The issue of administering leave has been a challenge for employers because of the uncertainty it creates as to when the employees will return to work, experts say.

This is particularly true for employers with workers in multiple states who are faced with the tasks of requesting medical documentation, updating files as they keep track of when employees can return to work and determining whether they need to hire temporary or permanent replacements, say experts.

Employers have been left “struggling to fill positions left temporarily vacant without knowing when is the right time to say ‘OK, it’s an undue burden,’” said Jessica D. Causgrove, an associate with Fisher & Phillips L.L.P. in Chicago.

“This is a very significant ruling — not just in the 7th Circuit, but it has reverberations around the country,” said Steven J. Pearlman, a partner with Proskauer Rose L.L.P. in New York.

“The EEOC has long taken the position that a long-term leave of absence is an appropriate, reasonable accommodation, and they have leveraged very significant actions and settlements on this theory,” he said.

“This is a direct refutation of the EEOC’s position” and a coup for employers, said Mr. Pearlman. The EEOC filed a brief supporting Mr. Severson in the 7th Circuit case.

The ruling distinguishes between accommodations that permit the employee to return to work and perform the job’s essential functions versus those that “essentially excuse the employee from doing any work,” and is a welcome ruling for employers who struggle with this issue, said Rufino Gaytán III, an associate with Godfrey & Kahn S.C. in Milwaukee.

“It paves the way for other courts to now follow in the 7th Circuit’s footsteps,” and says it agrees that months of leave of absence “may not be a reasonable accommodation,” said Ms. Causgrove. “Over the next few years, we could see more circuits turning to this case in particular.”

“It changes the dynamic,” and in at least some jurisdictions means employers will be able to analyze the issue from a different standpoint,” said David J. Rowland, a partner with Seyfarth Shaw L.L.P. in Chicago.

The EEOC’s position remains an issue, though.

“The EEOC’s been very aggressive about attacking any employer policy” that says a worker’s leave can be terminated at any fixed point in time, said Frank C. Morris Jr., a member of law firm Epstein Becker Green L.L.P. in Washington.
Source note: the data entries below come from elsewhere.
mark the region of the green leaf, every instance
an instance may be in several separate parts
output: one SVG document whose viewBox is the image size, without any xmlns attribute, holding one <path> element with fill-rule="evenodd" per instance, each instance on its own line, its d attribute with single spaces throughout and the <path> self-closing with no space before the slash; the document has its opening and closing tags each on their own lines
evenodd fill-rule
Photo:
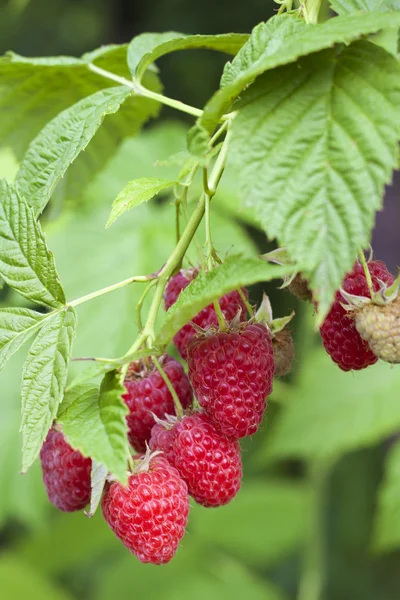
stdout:
<svg viewBox="0 0 400 600">
<path fill-rule="evenodd" d="M 64 396 L 75 335 L 73 308 L 49 319 L 32 344 L 22 370 L 22 470 L 39 454 Z"/>
<path fill-rule="evenodd" d="M 127 210 L 151 200 L 163 190 L 173 187 L 175 183 L 169 179 L 149 179 L 148 177 L 130 181 L 114 200 L 106 228 L 110 227 Z"/>
<path fill-rule="evenodd" d="M 290 15 L 275 16 L 267 23 L 260 23 L 232 63 L 225 67 L 222 88 L 206 104 L 200 124 L 212 133 L 232 102 L 265 71 L 334 44 L 348 44 L 364 35 L 398 25 L 400 11 L 335 17 L 318 25 L 307 25 Z"/>
<path fill-rule="evenodd" d="M 99 90 L 115 86 L 115 81 L 93 72 L 91 63 L 130 80 L 126 48 L 106 46 L 81 59 L 30 59 L 13 53 L 0 58 L 0 145 L 12 147 L 22 158 L 28 144 L 59 113 Z M 146 73 L 144 83 L 152 91 L 161 91 L 155 73 Z M 110 115 L 62 180 L 58 190 L 61 199 L 64 195 L 79 198 L 121 140 L 135 135 L 144 122 L 158 114 L 159 108 L 157 102 L 132 96 L 117 114 Z"/>
<path fill-rule="evenodd" d="M 108 469 L 101 463 L 92 459 L 92 470 L 90 474 L 91 493 L 90 493 L 90 510 L 87 513 L 88 517 L 93 517 L 103 494 L 104 486 L 107 480 Z"/>
<path fill-rule="evenodd" d="M 282 277 L 289 270 L 290 267 L 268 264 L 253 256 L 228 256 L 222 265 L 212 271 L 201 271 L 182 291 L 178 300 L 168 310 L 154 345 L 163 347 L 168 344 L 183 325 L 224 294 L 258 281 Z"/>
<path fill-rule="evenodd" d="M 385 476 L 379 490 L 373 545 L 388 552 L 400 546 L 400 444 L 394 441 L 386 457 Z"/>
<path fill-rule="evenodd" d="M 296 259 L 322 319 L 397 165 L 400 65 L 355 42 L 266 74 L 245 102 L 230 154 L 244 204 Z"/>
<path fill-rule="evenodd" d="M 0 581 L 3 598 L 34 598 L 34 600 L 73 600 L 68 591 L 52 582 L 18 556 L 2 554 Z"/>
<path fill-rule="evenodd" d="M 400 370 L 386 363 L 349 376 L 322 350 L 311 352 L 257 460 L 324 459 L 376 444 L 400 428 L 399 386 Z"/>
<path fill-rule="evenodd" d="M 44 317 L 28 308 L 0 309 L 0 369 L 41 326 Z"/>
<path fill-rule="evenodd" d="M 52 308 L 65 303 L 53 255 L 31 208 L 0 181 L 0 274 L 22 296 Z"/>
<path fill-rule="evenodd" d="M 124 392 L 115 371 L 104 376 L 100 392 L 93 384 L 72 388 L 65 394 L 57 421 L 73 448 L 126 482 L 128 409 L 121 399 Z"/>
<path fill-rule="evenodd" d="M 165 54 L 189 48 L 207 48 L 236 54 L 248 37 L 248 34 L 241 33 L 187 36 L 175 31 L 143 33 L 133 38 L 129 44 L 128 66 L 133 77 L 140 81 L 149 66 Z"/>
<path fill-rule="evenodd" d="M 85 150 L 103 119 L 116 113 L 132 90 L 119 86 L 100 90 L 66 109 L 30 144 L 15 185 L 29 198 L 35 215 L 45 208 L 68 167 Z"/>
<path fill-rule="evenodd" d="M 245 564 L 265 568 L 301 545 L 307 533 L 309 491 L 289 482 L 246 481 L 221 511 L 192 508 L 192 535 Z M 260 524 L 262 523 L 262 526 Z"/>
<path fill-rule="evenodd" d="M 400 9 L 399 0 L 330 0 L 329 4 L 338 15 L 348 15 L 357 11 L 393 11 Z"/>
</svg>

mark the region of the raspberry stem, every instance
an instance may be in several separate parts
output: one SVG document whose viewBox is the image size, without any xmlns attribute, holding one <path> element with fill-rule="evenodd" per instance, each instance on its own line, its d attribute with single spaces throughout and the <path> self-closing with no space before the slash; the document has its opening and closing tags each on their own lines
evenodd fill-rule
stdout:
<svg viewBox="0 0 400 600">
<path fill-rule="evenodd" d="M 226 331 L 226 321 L 224 314 L 221 310 L 218 300 L 214 300 L 214 310 L 217 315 L 218 325 L 221 331 Z"/>
<path fill-rule="evenodd" d="M 163 380 L 165 381 L 165 384 L 167 386 L 167 388 L 169 389 L 171 396 L 172 396 L 172 400 L 174 401 L 174 406 L 175 406 L 175 411 L 178 417 L 183 417 L 183 408 L 182 408 L 182 404 L 178 398 L 178 394 L 175 391 L 174 386 L 171 383 L 170 378 L 168 377 L 168 375 L 166 374 L 166 372 L 164 371 L 164 369 L 162 368 L 160 361 L 158 360 L 158 358 L 156 356 L 152 356 L 151 357 L 157 371 L 160 373 L 161 377 L 163 378 Z"/>
<path fill-rule="evenodd" d="M 358 256 L 360 257 L 360 262 L 361 262 L 361 264 L 363 266 L 364 273 L 365 273 L 365 279 L 367 280 L 369 294 L 370 294 L 370 296 L 372 298 L 372 296 L 375 293 L 375 290 L 374 290 L 374 286 L 372 284 L 371 273 L 369 272 L 368 263 L 367 263 L 367 261 L 365 259 L 365 255 L 364 255 L 364 252 L 362 250 L 359 251 Z"/>
</svg>

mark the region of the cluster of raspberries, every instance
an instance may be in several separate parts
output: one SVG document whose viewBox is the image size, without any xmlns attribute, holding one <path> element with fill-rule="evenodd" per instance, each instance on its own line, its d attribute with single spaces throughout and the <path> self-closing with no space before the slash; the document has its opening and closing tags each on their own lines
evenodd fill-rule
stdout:
<svg viewBox="0 0 400 600">
<path fill-rule="evenodd" d="M 393 283 L 383 263 L 370 261 L 368 268 L 375 292 Z M 196 269 L 180 271 L 169 281 L 166 309 L 197 274 Z M 312 300 L 301 276 L 292 288 L 298 297 Z M 361 264 L 346 275 L 320 330 L 334 362 L 344 371 L 363 369 L 378 356 L 400 362 L 399 299 L 383 308 L 365 304 L 349 312 L 343 291 L 370 303 Z M 290 334 L 272 335 L 266 325 L 247 320 L 243 298 L 245 289 L 220 298 L 225 330 L 209 305 L 177 333 L 174 342 L 187 361 L 188 375 L 169 355 L 159 357 L 164 377 L 151 358 L 129 366 L 123 398 L 129 408 L 129 441 L 138 455 L 126 487 L 117 481 L 106 484 L 102 510 L 117 537 L 142 562 L 163 564 L 174 556 L 185 533 L 189 496 L 205 507 L 222 506 L 236 496 L 242 480 L 238 440 L 257 431 L 274 375 L 290 370 Z M 183 416 L 175 412 L 165 376 Z M 91 460 L 71 448 L 57 428 L 43 444 L 41 462 L 49 499 L 57 508 L 81 510 L 89 503 Z"/>
<path fill-rule="evenodd" d="M 168 309 L 197 275 L 181 271 L 165 290 Z M 129 441 L 137 456 L 128 485 L 106 484 L 103 516 L 142 562 L 167 563 L 185 533 L 189 497 L 205 507 L 227 504 L 242 480 L 239 438 L 254 434 L 263 418 L 275 372 L 267 326 L 246 320 L 247 297 L 220 298 L 227 328 L 218 328 L 213 305 L 175 336 L 183 365 L 159 357 L 184 409 L 178 417 L 168 386 L 151 358 L 131 363 L 125 379 Z M 286 332 L 285 332 L 286 333 Z M 197 399 L 193 406 L 193 394 Z M 43 479 L 59 509 L 83 509 L 90 501 L 91 460 L 68 444 L 57 426 L 41 450 Z"/>
</svg>

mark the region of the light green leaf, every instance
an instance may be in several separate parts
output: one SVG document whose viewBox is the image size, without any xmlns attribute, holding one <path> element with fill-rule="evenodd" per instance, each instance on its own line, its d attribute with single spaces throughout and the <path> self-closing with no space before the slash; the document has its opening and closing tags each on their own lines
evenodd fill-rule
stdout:
<svg viewBox="0 0 400 600">
<path fill-rule="evenodd" d="M 246 564 L 265 568 L 304 542 L 309 501 L 309 490 L 300 485 L 245 481 L 235 501 L 223 510 L 192 508 L 192 535 Z"/>
<path fill-rule="evenodd" d="M 132 90 L 100 90 L 60 113 L 30 144 L 15 185 L 35 215 L 45 208 L 68 167 L 85 150 L 106 115 L 116 113 Z"/>
<path fill-rule="evenodd" d="M 12 554 L 2 554 L 0 557 L 0 581 L 4 600 L 73 600 L 67 590 Z"/>
<path fill-rule="evenodd" d="M 121 481 L 126 481 L 128 457 L 128 409 L 121 399 L 124 391 L 115 372 L 107 373 L 100 392 L 93 384 L 67 391 L 57 415 L 71 446 L 104 465 Z"/>
<path fill-rule="evenodd" d="M 222 35 L 184 35 L 175 31 L 143 33 L 133 38 L 129 44 L 129 69 L 133 77 L 140 81 L 150 65 L 165 54 L 189 48 L 207 48 L 236 54 L 248 37 L 248 34 L 242 33 Z"/>
<path fill-rule="evenodd" d="M 0 181 L 0 274 L 22 296 L 52 308 L 65 303 L 53 255 L 31 208 Z"/>
<path fill-rule="evenodd" d="M 232 63 L 226 65 L 222 88 L 206 104 L 200 124 L 212 133 L 232 102 L 265 71 L 334 44 L 348 44 L 364 35 L 399 25 L 400 11 L 335 17 L 318 25 L 307 25 L 290 15 L 275 16 L 267 23 L 260 23 Z"/>
<path fill-rule="evenodd" d="M 349 374 L 311 352 L 257 460 L 330 458 L 376 444 L 400 428 L 399 386 L 400 370 L 386 363 Z"/>
<path fill-rule="evenodd" d="M 92 490 L 90 493 L 90 510 L 87 513 L 88 517 L 94 516 L 101 502 L 101 496 L 107 480 L 107 473 L 107 467 L 92 459 L 92 470 L 90 474 Z"/>
<path fill-rule="evenodd" d="M 0 369 L 41 326 L 44 317 L 28 308 L 0 309 Z"/>
<path fill-rule="evenodd" d="M 400 546 L 400 444 L 397 440 L 386 457 L 373 545 L 375 550 L 385 552 Z"/>
<path fill-rule="evenodd" d="M 228 256 L 222 265 L 212 271 L 201 271 L 168 310 L 154 345 L 163 347 L 168 344 L 183 325 L 224 294 L 259 281 L 283 277 L 290 268 L 268 264 L 261 258 L 236 254 Z"/>
<path fill-rule="evenodd" d="M 86 96 L 115 86 L 115 81 L 94 73 L 90 63 L 130 80 L 126 48 L 106 46 L 81 59 L 30 59 L 13 53 L 1 57 L 0 145 L 11 146 L 22 158 L 28 144 L 59 113 Z M 161 91 L 155 73 L 146 73 L 144 84 L 152 91 Z M 158 114 L 159 107 L 157 102 L 131 96 L 117 114 L 110 115 L 62 180 L 58 190 L 61 199 L 65 195 L 79 198 L 121 140 L 135 135 L 145 121 Z"/>
<path fill-rule="evenodd" d="M 245 102 L 230 154 L 244 204 L 295 257 L 322 319 L 397 165 L 400 65 L 355 42 L 266 74 Z"/>
<path fill-rule="evenodd" d="M 39 454 L 64 396 L 75 335 L 73 308 L 49 319 L 32 344 L 22 370 L 22 470 Z"/>
<path fill-rule="evenodd" d="M 338 15 L 347 15 L 357 11 L 393 11 L 400 9 L 399 0 L 330 0 L 329 4 Z"/>
<path fill-rule="evenodd" d="M 127 210 L 151 200 L 163 190 L 173 187 L 175 183 L 169 179 L 149 179 L 148 177 L 130 181 L 114 200 L 106 228 L 110 227 Z"/>
</svg>

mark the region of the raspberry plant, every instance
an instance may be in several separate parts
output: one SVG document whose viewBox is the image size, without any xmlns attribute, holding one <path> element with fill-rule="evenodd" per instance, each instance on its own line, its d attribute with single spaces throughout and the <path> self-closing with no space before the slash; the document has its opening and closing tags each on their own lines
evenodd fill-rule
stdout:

“While the EEOC doesn’t have guidelines as to how long the leave must be, there have been cases in the past where several months and even close to a year and beyond has been considered a reasonable accommodation,” Ms. Causgrove said. 

Sage Knauft, a partner in Orange County, California, with WFBM L.L.P., which does business as Walsworth, said the EEOC’s position may change now that it operates under a Republican administration, but we “just don’t know how fast” that may happen.

“It’s been ingrained for so long that I don’t know it’s something that’s going to change on a dime,” he said.

The decision also “leaves open the question of what happens if you have intermittent time off for a short leave — what if it’s a couple of days or a couple of weeks?” said Mr. Pearlman.

“Eventually, it’s going to percolate to the Supreme Court,” said attorney Michael Soltis, a Ridgefield, Connecticut-based solo practitioner.

Observers say there may also be state and/ or local laws that set different standards than the 7th Circuit’s. The rule is likely pre-empted, for instance, in California, where “disability discrimination claims aren’t even filed under the ADA because the state law is so strong and employee-friendly,” Mr. Knauft said.

Michael Starr, a partner with Holland & Knight L.L.P. in New York, said he advises employers to consider permitting longer leaves of absence as an accommodation, “but to manage it very carefully so it doesn’t become burdensome.”

Mr. Soltis said he has advised employers for years that if employees are still unable to return to work at the end of their leave because of a medical issue, their approach should be: “Come see us and we’ll have a discussion.”

Experts also note that, in some cases, alternatives to time off such as light duty could satisfy both employer and employee.

Transfer to a vacant position or light duty “can be an accommodation,” said Brian L. McDermott, a shareholder with Ogletree, Deakins, Smoak & Stewart P.C. in Indianapolis.